The frantic and barely voluntary responsive movement of everything, everywhere,
generating a slick mess, the careless intertwining of self-centric existences
whose purposes are never fulfilled to intention, but always fulfilled. At any
given moment, the unique juxtaposition of that oily spectrum across the warehouse
floor paints a mosaic simultaneously so existentially tragic, yet overwhelming
in sensory catharsis, that its full corpus cannot quite be understood.

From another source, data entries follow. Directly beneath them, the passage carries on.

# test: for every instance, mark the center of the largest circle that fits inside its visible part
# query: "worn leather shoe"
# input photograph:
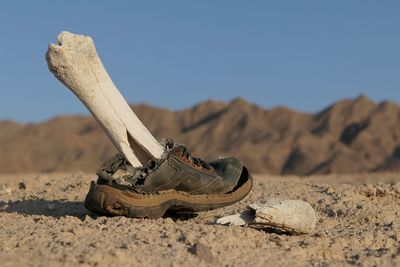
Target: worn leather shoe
(177, 182)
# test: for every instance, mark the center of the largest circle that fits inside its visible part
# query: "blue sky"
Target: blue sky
(301, 54)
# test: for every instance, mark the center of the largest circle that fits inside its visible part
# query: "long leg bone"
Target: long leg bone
(74, 61)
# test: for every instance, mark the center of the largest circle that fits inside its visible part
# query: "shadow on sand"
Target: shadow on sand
(53, 208)
(61, 208)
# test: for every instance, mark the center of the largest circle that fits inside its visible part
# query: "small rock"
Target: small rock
(22, 186)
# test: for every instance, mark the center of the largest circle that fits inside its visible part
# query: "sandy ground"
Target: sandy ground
(44, 223)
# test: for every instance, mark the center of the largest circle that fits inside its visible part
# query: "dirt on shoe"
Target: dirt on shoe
(176, 182)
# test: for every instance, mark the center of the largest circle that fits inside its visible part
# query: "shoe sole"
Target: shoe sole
(107, 200)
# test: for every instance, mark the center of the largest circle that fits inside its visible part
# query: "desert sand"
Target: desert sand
(44, 223)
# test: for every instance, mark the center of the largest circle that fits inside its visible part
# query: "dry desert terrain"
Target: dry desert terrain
(44, 223)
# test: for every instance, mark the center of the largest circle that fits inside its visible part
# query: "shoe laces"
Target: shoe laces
(196, 161)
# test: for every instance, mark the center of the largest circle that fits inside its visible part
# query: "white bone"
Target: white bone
(293, 216)
(75, 62)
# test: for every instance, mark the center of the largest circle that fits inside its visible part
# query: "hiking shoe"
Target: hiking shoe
(176, 182)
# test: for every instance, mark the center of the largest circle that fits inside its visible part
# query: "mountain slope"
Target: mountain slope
(349, 136)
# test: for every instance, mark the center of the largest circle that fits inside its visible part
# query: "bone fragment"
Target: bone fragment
(292, 216)
(75, 62)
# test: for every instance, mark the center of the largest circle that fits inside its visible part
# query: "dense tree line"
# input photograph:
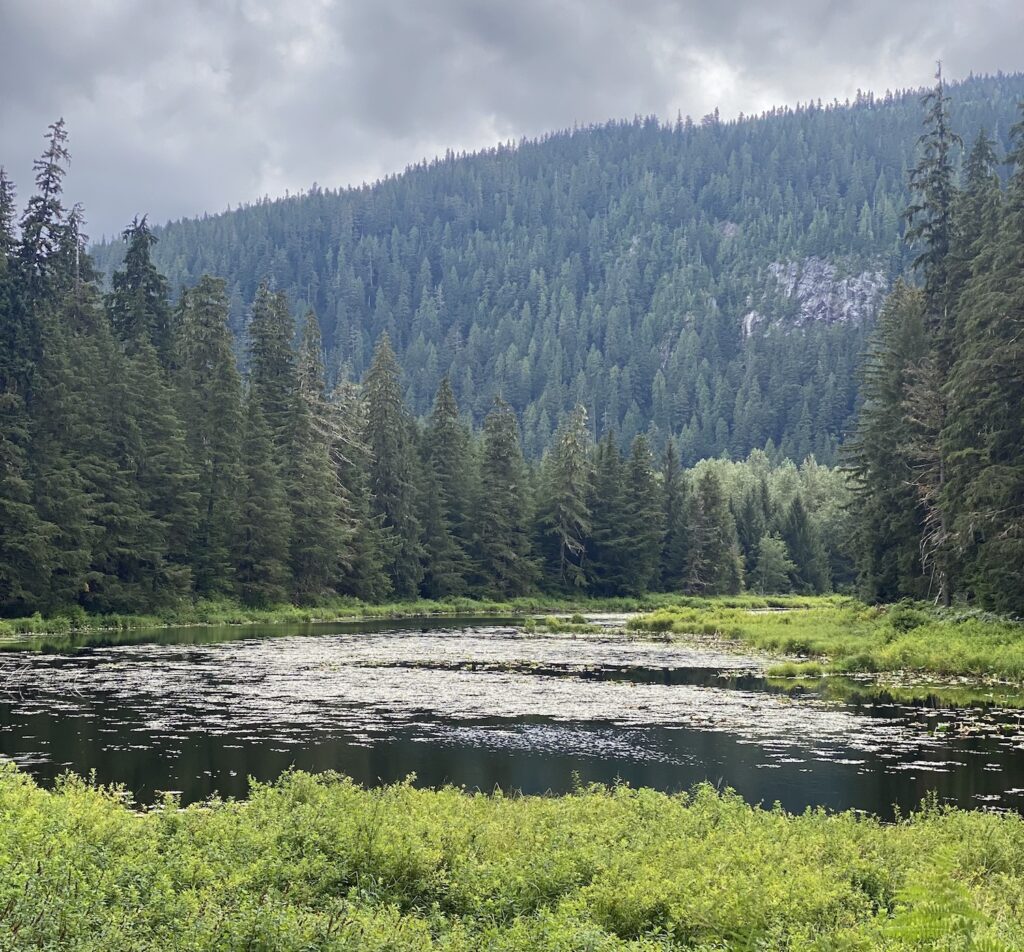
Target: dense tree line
(939, 449)
(139, 466)
(616, 266)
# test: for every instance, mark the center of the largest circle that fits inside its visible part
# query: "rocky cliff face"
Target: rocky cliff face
(820, 294)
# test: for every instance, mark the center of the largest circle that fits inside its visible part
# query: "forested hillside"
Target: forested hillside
(712, 280)
(139, 468)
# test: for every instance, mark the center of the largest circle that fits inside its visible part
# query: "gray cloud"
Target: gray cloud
(175, 109)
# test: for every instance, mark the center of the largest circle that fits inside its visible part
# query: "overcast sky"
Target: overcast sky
(179, 106)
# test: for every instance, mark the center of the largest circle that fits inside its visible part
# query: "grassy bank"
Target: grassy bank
(843, 635)
(323, 864)
(226, 611)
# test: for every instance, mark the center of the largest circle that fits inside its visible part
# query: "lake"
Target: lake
(483, 702)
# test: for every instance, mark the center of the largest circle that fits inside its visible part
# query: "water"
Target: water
(483, 703)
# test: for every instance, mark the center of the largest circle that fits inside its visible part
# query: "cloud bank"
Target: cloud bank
(176, 109)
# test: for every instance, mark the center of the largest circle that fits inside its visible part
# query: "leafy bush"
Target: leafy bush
(321, 863)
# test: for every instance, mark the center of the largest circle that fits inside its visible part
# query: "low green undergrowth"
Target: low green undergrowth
(228, 611)
(321, 863)
(852, 637)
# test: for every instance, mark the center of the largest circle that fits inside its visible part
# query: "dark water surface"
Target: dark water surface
(481, 702)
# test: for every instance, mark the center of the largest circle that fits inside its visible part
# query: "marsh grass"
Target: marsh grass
(321, 863)
(851, 637)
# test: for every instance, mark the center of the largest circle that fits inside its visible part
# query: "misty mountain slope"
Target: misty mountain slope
(713, 280)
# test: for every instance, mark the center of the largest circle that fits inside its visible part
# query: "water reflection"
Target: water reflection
(488, 705)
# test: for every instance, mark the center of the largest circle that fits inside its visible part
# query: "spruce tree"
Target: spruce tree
(773, 569)
(444, 498)
(139, 302)
(643, 519)
(714, 565)
(262, 534)
(320, 527)
(930, 218)
(674, 508)
(372, 542)
(502, 548)
(272, 373)
(609, 545)
(985, 429)
(388, 437)
(563, 505)
(210, 399)
(889, 523)
(804, 546)
(25, 537)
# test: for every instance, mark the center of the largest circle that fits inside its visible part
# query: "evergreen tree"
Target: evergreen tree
(25, 538)
(139, 303)
(609, 547)
(372, 542)
(320, 527)
(272, 374)
(388, 437)
(564, 512)
(261, 542)
(502, 551)
(773, 569)
(931, 223)
(889, 520)
(674, 509)
(643, 520)
(444, 498)
(210, 398)
(984, 431)
(714, 565)
(805, 548)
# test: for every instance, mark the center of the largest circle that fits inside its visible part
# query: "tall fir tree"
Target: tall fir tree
(372, 542)
(444, 498)
(714, 565)
(388, 437)
(564, 505)
(320, 525)
(804, 546)
(609, 539)
(503, 556)
(674, 509)
(261, 544)
(643, 519)
(139, 301)
(210, 398)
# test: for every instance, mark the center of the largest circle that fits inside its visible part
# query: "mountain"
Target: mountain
(714, 280)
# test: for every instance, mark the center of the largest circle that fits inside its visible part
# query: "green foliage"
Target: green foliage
(629, 266)
(939, 452)
(854, 637)
(322, 863)
(773, 569)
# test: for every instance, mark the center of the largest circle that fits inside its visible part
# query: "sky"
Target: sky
(175, 107)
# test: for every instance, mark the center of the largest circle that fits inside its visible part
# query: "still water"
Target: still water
(484, 703)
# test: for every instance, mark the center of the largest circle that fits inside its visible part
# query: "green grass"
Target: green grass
(227, 611)
(848, 636)
(320, 863)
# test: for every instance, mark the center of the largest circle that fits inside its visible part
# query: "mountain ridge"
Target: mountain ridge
(617, 265)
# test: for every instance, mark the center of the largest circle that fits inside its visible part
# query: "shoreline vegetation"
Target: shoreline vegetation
(321, 862)
(811, 637)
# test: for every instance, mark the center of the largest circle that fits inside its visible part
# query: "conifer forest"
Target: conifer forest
(611, 539)
(698, 357)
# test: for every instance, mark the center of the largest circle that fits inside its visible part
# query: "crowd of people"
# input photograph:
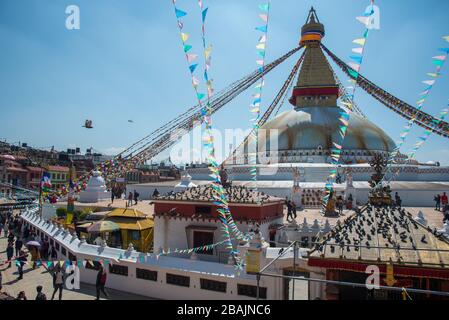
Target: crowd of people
(23, 244)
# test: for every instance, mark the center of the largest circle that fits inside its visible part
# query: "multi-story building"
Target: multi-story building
(59, 176)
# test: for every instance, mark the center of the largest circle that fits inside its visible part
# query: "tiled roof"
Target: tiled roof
(385, 236)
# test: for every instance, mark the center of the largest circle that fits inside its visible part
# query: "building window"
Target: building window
(213, 285)
(177, 280)
(201, 239)
(251, 291)
(119, 270)
(146, 274)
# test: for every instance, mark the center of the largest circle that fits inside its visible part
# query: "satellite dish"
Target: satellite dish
(88, 124)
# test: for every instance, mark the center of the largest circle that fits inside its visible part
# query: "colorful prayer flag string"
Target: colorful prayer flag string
(255, 106)
(228, 224)
(344, 118)
(440, 59)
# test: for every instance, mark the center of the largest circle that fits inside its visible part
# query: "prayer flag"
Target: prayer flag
(358, 50)
(204, 14)
(184, 36)
(263, 29)
(360, 41)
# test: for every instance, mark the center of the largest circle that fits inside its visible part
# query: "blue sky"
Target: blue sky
(126, 62)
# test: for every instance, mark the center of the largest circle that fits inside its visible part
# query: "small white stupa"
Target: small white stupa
(186, 182)
(96, 189)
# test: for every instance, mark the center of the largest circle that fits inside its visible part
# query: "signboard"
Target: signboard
(253, 261)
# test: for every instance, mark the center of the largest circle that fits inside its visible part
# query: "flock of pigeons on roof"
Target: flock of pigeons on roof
(88, 124)
(235, 194)
(394, 225)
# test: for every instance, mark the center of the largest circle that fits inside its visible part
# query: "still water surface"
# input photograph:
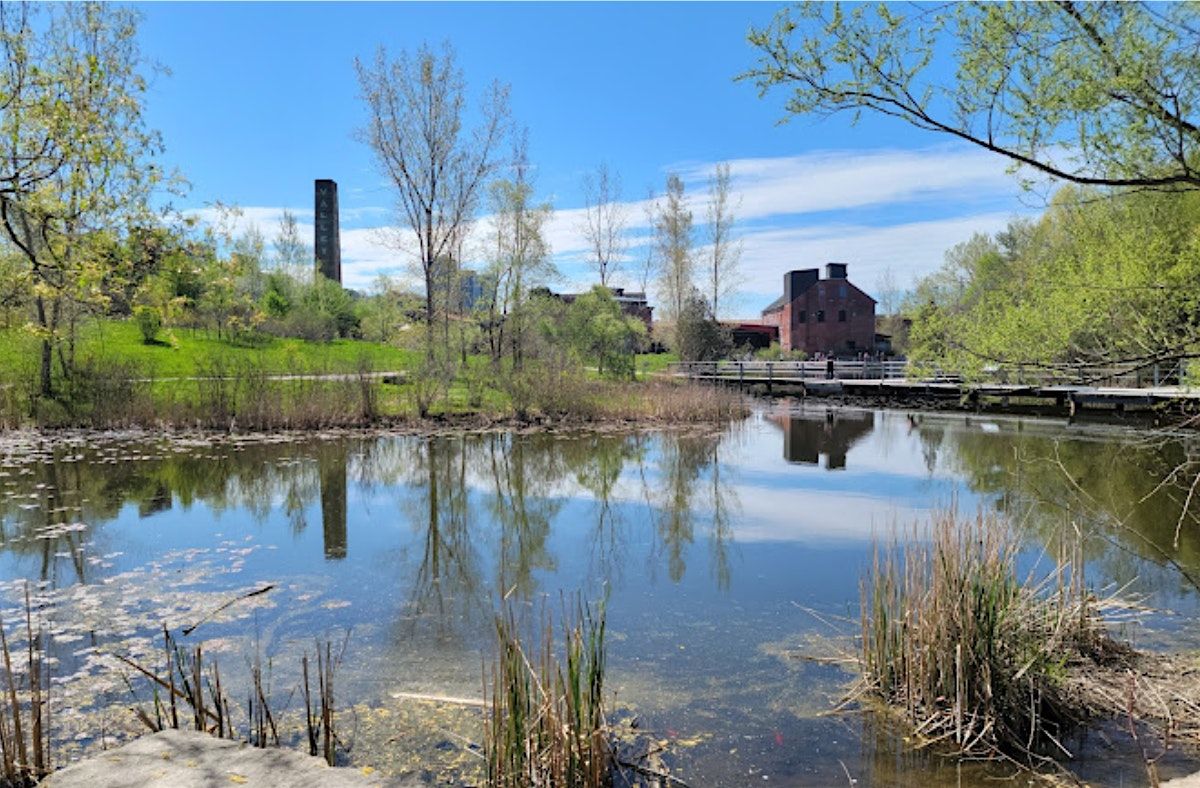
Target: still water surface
(730, 558)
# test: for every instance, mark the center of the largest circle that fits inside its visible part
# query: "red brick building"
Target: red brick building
(828, 316)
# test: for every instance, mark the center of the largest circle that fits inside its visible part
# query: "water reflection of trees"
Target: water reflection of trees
(484, 507)
(1132, 495)
(811, 433)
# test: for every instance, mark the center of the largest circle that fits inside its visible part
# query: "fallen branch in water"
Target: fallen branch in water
(439, 698)
(189, 630)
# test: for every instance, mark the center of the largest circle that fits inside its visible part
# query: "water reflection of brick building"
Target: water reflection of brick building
(827, 316)
(808, 435)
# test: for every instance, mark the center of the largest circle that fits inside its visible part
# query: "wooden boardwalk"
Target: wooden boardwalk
(1122, 390)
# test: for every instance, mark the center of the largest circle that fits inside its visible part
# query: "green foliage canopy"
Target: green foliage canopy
(1104, 94)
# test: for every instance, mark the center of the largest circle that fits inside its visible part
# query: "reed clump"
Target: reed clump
(970, 654)
(671, 402)
(546, 722)
(25, 708)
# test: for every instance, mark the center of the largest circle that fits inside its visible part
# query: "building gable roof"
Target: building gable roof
(778, 304)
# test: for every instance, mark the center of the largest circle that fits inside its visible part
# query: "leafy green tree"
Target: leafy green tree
(601, 334)
(673, 247)
(438, 168)
(1101, 94)
(520, 258)
(73, 152)
(699, 336)
(293, 257)
(1097, 281)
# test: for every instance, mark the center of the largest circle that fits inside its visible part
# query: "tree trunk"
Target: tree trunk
(45, 388)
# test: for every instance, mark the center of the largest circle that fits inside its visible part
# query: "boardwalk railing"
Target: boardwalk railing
(784, 371)
(1158, 374)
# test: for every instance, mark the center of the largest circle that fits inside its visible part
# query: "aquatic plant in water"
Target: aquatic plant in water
(546, 722)
(967, 653)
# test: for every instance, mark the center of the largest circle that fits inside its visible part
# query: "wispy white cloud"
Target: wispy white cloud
(796, 211)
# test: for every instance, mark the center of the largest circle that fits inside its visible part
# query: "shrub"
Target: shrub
(965, 650)
(149, 320)
(546, 722)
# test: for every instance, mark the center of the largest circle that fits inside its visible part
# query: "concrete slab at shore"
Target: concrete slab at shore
(191, 759)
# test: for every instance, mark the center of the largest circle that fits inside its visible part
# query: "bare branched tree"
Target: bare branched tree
(437, 168)
(604, 221)
(724, 250)
(673, 246)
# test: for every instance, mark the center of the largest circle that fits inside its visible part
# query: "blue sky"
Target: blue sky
(262, 98)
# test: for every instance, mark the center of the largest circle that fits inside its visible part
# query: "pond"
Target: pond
(730, 561)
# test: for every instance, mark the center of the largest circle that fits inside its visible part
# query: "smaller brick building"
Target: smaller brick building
(828, 316)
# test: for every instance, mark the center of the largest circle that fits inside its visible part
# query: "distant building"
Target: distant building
(472, 289)
(633, 305)
(828, 316)
(755, 336)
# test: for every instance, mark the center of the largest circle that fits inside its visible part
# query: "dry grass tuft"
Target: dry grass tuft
(970, 654)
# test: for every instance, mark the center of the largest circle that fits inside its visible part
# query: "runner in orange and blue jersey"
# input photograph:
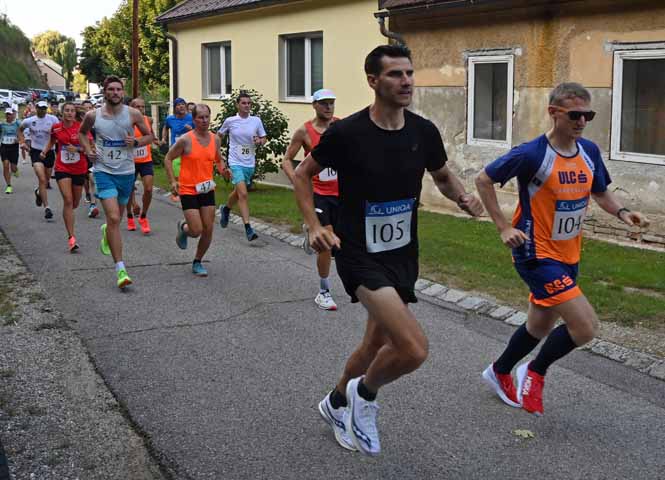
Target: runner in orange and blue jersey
(557, 174)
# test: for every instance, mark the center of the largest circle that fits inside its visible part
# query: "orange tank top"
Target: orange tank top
(325, 183)
(196, 168)
(142, 154)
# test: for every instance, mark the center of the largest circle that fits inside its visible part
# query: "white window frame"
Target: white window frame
(284, 70)
(206, 65)
(472, 62)
(617, 102)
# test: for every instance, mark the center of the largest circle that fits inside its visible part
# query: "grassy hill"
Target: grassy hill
(18, 69)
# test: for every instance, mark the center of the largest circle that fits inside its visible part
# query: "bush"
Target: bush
(268, 157)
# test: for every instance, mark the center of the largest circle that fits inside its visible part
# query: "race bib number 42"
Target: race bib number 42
(569, 218)
(388, 224)
(205, 187)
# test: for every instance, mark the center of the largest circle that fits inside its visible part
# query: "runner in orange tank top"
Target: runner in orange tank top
(199, 150)
(144, 167)
(325, 185)
(557, 174)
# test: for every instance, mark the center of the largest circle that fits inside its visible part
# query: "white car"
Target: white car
(11, 98)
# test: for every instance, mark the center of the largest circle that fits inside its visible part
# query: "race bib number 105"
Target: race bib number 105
(388, 225)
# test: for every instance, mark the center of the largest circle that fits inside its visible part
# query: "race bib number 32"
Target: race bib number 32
(569, 218)
(388, 225)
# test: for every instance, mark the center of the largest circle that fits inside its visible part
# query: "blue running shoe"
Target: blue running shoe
(181, 236)
(224, 214)
(251, 234)
(199, 270)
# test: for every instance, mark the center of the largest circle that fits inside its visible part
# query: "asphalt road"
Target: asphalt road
(223, 374)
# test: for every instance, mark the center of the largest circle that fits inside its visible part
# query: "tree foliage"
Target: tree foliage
(60, 48)
(80, 83)
(269, 156)
(107, 46)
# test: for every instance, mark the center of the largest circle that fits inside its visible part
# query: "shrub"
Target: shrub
(268, 157)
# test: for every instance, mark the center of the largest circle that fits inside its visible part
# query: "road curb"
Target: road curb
(642, 362)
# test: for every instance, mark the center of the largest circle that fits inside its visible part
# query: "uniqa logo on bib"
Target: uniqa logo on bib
(388, 224)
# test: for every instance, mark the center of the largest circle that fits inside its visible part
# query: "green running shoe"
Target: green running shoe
(104, 244)
(123, 279)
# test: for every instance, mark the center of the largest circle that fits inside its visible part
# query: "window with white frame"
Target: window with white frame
(490, 100)
(301, 65)
(217, 70)
(638, 106)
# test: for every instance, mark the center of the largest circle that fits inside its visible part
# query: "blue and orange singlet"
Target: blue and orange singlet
(554, 194)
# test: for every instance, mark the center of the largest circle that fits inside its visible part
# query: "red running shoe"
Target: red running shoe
(530, 389)
(145, 225)
(503, 386)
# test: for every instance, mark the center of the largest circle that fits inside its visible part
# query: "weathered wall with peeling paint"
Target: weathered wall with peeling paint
(548, 50)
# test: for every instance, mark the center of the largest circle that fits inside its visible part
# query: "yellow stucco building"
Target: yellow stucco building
(284, 49)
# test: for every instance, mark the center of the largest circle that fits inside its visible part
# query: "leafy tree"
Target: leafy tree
(60, 48)
(107, 46)
(80, 83)
(268, 157)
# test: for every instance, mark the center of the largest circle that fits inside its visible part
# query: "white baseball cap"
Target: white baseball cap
(323, 94)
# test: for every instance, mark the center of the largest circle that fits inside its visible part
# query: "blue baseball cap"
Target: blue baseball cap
(323, 94)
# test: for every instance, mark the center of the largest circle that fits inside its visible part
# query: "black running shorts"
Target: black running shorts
(48, 161)
(9, 153)
(327, 208)
(194, 202)
(361, 269)
(78, 180)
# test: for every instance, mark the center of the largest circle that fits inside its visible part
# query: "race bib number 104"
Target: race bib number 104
(388, 224)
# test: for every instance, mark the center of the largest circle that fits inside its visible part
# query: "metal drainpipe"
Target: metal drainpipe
(381, 17)
(174, 60)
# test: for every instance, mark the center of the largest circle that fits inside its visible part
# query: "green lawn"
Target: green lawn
(468, 254)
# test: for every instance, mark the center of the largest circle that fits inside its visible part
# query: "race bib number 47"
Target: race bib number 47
(569, 218)
(388, 225)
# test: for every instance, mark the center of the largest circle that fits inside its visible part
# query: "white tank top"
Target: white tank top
(113, 154)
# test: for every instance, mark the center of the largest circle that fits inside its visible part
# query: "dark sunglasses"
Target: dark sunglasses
(575, 115)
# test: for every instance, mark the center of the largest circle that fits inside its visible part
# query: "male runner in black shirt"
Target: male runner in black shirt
(380, 155)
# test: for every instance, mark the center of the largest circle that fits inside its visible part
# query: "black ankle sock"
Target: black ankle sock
(337, 399)
(519, 346)
(365, 393)
(559, 343)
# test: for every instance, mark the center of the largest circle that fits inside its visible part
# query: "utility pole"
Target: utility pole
(135, 49)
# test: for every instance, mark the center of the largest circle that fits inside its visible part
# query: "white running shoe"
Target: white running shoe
(325, 302)
(305, 242)
(361, 421)
(336, 418)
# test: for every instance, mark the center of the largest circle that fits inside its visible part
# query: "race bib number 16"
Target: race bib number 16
(388, 225)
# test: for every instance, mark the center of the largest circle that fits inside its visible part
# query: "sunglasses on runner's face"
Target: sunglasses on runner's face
(575, 115)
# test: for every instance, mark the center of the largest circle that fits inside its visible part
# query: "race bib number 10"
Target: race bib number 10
(388, 225)
(569, 218)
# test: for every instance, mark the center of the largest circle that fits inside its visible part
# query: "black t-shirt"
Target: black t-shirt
(380, 176)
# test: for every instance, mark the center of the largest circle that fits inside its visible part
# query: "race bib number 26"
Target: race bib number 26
(388, 225)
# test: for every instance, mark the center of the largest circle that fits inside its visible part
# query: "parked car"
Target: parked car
(12, 97)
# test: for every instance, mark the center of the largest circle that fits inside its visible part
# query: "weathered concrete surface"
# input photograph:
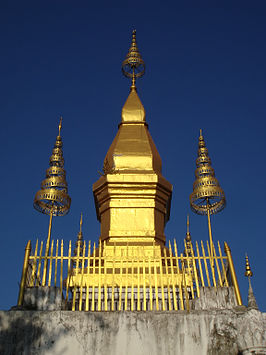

Intentional purpose substituted for reactive motion, but always in creation of
something communal and beyond the unit of one. Maybe the failure of this
allegory is the temporal nature of an earthquake, as opposed to the timeless
turmoil of the actuality it’s meant to represent. The earthquake, not an.
Where a
cupcake can be frosted with the intent of exquisite presentation and flavor, or
with the goal of deep self-development, can it realistically be created with
conscious intent of a particular predicted outcome to create our shared
existence, our mutual reality? Individual intention in the face of blatant
chaos is in this light either a flagrant waste of precious energy, or a
beautiful contribution of priceless time to the unintentional project of
reality. To accept the former is to don a narcissistic mask of cynicism, where
the latter demands only the rosiest of tinted glasses. The acknowledgement of
their falsely dichotomous nature, however, demands the rejection of self in the
identification of a greater network, being.